Where should I start with Rebecca Solnit?

Men Explain Things to Me (2014) is the recommended starting point for most readers — Solnit's essay collection that gave the internet the concept of 'mansplaining' and established her as a leading feminist cultural critic. The essays range from the personal (a man explaining her own book to her at a party) to the political (the relationship between silencing women and violence against women). Widely read and influential. A Field Guide to Getting Lost is the more literary Solnit, for readers who want her at her most essayistic and reflective.

What is Men Explain Things to Me about?

Men Explain Things to Me is a collection of seven essays unified by the theme of women's voice and authority — or the suppression of it. The title essay describes the cultural phenomenon of men explaining things to women with unearned confidence; subsequent essays examine the relationship between gendered silencing and physical violence, the importance of Virginia Woolf's A Room of One's Own, marriage equality, and the Cassandra myth. Solnit draws connections between intimate and political power in a way that changed how many readers understood both.

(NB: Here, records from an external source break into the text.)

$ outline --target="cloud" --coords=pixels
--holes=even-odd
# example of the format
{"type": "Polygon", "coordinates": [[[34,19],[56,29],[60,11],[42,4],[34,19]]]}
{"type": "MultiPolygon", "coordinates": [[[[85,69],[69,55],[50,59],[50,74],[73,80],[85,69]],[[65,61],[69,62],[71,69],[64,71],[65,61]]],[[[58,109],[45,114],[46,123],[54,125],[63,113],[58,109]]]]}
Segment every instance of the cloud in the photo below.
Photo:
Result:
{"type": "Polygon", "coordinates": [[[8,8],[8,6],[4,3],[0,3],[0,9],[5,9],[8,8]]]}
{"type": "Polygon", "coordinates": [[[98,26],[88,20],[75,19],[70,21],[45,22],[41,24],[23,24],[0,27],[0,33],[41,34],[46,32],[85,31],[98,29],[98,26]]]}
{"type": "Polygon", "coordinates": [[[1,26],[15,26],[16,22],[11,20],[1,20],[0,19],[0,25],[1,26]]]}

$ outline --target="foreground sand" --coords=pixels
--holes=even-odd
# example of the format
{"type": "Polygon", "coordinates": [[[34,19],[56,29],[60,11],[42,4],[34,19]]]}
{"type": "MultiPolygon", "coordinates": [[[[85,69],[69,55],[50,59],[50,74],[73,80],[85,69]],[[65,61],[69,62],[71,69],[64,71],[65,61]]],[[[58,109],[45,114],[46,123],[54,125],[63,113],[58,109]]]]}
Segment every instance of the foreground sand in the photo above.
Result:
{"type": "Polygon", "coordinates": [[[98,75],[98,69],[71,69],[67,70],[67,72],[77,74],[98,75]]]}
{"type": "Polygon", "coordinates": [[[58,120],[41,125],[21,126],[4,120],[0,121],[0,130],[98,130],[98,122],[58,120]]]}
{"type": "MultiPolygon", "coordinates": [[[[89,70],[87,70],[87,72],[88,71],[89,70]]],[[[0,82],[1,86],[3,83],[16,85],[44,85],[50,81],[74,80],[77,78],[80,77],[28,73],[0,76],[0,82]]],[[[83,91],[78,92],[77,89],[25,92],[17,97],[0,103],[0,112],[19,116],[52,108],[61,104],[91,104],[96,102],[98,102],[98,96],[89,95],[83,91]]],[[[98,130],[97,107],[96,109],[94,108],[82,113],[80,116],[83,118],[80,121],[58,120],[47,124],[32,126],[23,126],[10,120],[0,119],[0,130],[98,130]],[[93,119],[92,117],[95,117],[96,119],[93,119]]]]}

What is A Field Guide to Getting Lost about?

A Field Guide to Getting Lost (2005) is Solnit's meditation on lostness — geographical, psychological, and philosophical. The book moves between memoir (her own experiences of literal and metaphorical getting lost), natural history (the ecology of the American West), art criticism, and philosophical reflection on unknowing, uncertainty, and the value of not finding what you're looking for. More lyrical and personal than Men Explain Things to Me; less polemical and more contemplative. Often cited as her most beautiful book.

What makes Rebecca Solnit's essays distinctive?

Solnit's essays are distinctive for their range and their method: she moves between personal experience, political argument, ecological observation, art criticism, and historical research within a single piece, drawing unexpected connections between domains. Her sentences are precise and often arresting. She writes in a tradition of the essay as a form of thinking — genuinely exploratory rather than illustrative — and her books reward slow, attentive reading. She is widely regarded as one of the finest essayists working in American English.